Alex Rankin, campaigns manager at the national spinal injuries charity, Aspire, believes that such experiences point to a broader truth – that exposing children in the classroom to wheelchair users in this everyday way will have a knock-on effect in transforming society’s attitudes to disability in the future. “Understanding from a young age that being disabled is not the barrier that many perceive it to be,” he says, “will help to reduce the prejudice that so many disabled people face today.”

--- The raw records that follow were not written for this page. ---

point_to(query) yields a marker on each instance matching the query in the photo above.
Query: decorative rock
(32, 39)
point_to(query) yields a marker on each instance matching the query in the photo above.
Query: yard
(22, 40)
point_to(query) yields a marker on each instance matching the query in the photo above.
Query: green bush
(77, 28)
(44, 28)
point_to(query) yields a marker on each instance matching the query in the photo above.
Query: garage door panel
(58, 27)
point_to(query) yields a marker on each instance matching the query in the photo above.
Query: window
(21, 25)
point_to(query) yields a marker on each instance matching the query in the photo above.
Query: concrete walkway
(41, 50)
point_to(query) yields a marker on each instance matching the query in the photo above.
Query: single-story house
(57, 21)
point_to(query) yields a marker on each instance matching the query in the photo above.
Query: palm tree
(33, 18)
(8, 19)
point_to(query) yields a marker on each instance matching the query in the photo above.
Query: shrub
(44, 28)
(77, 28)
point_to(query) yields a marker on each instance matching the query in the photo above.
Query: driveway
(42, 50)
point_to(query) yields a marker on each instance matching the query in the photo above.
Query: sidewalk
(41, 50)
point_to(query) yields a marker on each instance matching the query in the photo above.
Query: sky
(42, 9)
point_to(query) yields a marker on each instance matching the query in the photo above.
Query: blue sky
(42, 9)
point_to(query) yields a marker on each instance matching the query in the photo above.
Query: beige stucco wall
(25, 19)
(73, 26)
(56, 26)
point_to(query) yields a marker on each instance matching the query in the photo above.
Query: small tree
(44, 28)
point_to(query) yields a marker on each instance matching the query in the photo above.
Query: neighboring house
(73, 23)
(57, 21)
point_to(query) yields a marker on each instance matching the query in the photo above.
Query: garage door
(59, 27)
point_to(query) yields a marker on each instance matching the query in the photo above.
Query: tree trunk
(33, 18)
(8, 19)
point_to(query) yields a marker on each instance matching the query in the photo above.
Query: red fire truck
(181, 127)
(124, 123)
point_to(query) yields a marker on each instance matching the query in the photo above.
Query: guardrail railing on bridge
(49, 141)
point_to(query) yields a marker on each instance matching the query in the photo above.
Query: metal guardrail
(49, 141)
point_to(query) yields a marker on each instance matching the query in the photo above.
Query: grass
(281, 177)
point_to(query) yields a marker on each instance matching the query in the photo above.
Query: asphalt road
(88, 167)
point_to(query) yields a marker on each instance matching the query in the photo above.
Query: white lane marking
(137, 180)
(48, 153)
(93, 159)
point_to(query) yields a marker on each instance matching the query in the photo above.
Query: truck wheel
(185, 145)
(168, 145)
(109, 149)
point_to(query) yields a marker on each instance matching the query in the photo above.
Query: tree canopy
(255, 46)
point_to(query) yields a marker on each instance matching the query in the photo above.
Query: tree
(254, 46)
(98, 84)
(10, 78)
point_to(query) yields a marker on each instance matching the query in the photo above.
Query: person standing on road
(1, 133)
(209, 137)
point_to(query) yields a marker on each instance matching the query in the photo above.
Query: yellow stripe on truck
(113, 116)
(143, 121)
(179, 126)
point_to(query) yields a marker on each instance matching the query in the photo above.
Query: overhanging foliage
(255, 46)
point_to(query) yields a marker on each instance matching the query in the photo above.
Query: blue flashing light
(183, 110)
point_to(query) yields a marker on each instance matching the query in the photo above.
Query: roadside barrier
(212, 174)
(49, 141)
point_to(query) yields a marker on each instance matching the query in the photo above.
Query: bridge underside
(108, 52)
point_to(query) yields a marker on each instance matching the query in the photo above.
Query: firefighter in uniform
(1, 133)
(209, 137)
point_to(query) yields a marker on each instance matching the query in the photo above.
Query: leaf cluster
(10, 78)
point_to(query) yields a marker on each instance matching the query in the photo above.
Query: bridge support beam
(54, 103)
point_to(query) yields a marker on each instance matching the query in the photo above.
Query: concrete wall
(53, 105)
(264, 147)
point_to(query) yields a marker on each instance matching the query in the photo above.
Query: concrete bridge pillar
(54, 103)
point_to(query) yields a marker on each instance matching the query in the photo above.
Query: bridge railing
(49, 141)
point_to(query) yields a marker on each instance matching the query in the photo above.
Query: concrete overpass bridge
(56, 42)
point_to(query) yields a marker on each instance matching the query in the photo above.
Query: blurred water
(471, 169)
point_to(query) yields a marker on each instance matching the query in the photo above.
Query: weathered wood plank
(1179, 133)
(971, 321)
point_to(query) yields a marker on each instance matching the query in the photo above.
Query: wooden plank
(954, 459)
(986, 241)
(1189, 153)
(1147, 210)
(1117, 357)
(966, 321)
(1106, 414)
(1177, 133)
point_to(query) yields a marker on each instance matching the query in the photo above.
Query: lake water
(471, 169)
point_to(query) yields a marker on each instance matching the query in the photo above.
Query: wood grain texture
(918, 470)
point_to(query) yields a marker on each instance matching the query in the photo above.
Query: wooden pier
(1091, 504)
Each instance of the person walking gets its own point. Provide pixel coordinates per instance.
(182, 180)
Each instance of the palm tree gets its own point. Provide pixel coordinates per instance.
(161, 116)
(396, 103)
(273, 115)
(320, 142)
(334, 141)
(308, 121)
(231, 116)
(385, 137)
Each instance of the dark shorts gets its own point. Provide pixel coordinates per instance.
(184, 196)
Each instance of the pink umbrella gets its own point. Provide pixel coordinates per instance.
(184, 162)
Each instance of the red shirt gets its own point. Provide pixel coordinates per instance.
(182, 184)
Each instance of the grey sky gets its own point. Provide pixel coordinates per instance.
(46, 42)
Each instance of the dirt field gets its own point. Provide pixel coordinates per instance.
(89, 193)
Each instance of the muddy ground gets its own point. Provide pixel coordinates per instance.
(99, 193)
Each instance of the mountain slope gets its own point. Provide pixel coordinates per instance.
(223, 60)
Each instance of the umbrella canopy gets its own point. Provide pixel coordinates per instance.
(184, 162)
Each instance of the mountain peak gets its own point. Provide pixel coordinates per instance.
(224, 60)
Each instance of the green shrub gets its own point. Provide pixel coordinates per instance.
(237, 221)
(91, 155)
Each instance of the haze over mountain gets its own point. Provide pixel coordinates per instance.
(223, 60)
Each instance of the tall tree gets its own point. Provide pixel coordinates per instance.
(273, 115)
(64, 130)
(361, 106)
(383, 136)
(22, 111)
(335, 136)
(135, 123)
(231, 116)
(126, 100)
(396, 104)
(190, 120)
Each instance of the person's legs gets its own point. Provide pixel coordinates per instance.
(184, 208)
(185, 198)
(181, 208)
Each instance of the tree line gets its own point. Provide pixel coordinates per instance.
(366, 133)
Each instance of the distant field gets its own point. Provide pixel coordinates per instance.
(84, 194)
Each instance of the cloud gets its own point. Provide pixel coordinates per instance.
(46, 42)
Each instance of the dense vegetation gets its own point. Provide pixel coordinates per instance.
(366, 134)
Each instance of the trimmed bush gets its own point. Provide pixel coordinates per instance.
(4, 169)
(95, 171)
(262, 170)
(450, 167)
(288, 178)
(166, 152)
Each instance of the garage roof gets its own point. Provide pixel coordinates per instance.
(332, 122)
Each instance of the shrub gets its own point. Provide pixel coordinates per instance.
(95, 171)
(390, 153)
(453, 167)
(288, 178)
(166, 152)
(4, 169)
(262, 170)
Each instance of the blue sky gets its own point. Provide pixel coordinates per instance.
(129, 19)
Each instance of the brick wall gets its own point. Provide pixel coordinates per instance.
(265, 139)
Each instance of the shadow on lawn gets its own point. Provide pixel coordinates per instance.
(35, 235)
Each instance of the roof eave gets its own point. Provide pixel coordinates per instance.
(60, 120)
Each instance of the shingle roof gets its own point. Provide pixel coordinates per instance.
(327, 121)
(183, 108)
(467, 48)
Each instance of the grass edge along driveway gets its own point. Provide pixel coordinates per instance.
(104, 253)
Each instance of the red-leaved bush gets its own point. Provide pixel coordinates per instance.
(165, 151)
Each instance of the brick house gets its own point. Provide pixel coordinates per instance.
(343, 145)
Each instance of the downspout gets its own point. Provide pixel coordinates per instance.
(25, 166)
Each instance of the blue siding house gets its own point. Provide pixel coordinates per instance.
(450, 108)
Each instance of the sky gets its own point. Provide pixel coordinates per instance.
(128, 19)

Paffetti recalls, in this context, an incident that happened in his classroom just days before. “There has been another teacher covering my class while I was away. We were side by side at the front of the class when one of the girls came up. “How are you going to tell the two of us apart?” I asked her in a jokey way. She thought about it for a minute and then replied, pointing at my colleague, “because he’s very tall”. No mention of my chair. It wasn’t the answer I’d expected.”
Perhaps the biggest obstacle, though, is for the individuals themselves to have faith that it is possible. Paffetti recalls that when he was on the spinal unit, he was one of the few who was focusing on getting back to work as soon as possible.
“Most of the people there felt that their life before their accident was over and that holding down a job was now a distant prospect. But when I am in the classroom and teaching, it feels just as good as it ever did. It’s like I am re-immersed in the life I had before and I just forget I am in a chair.”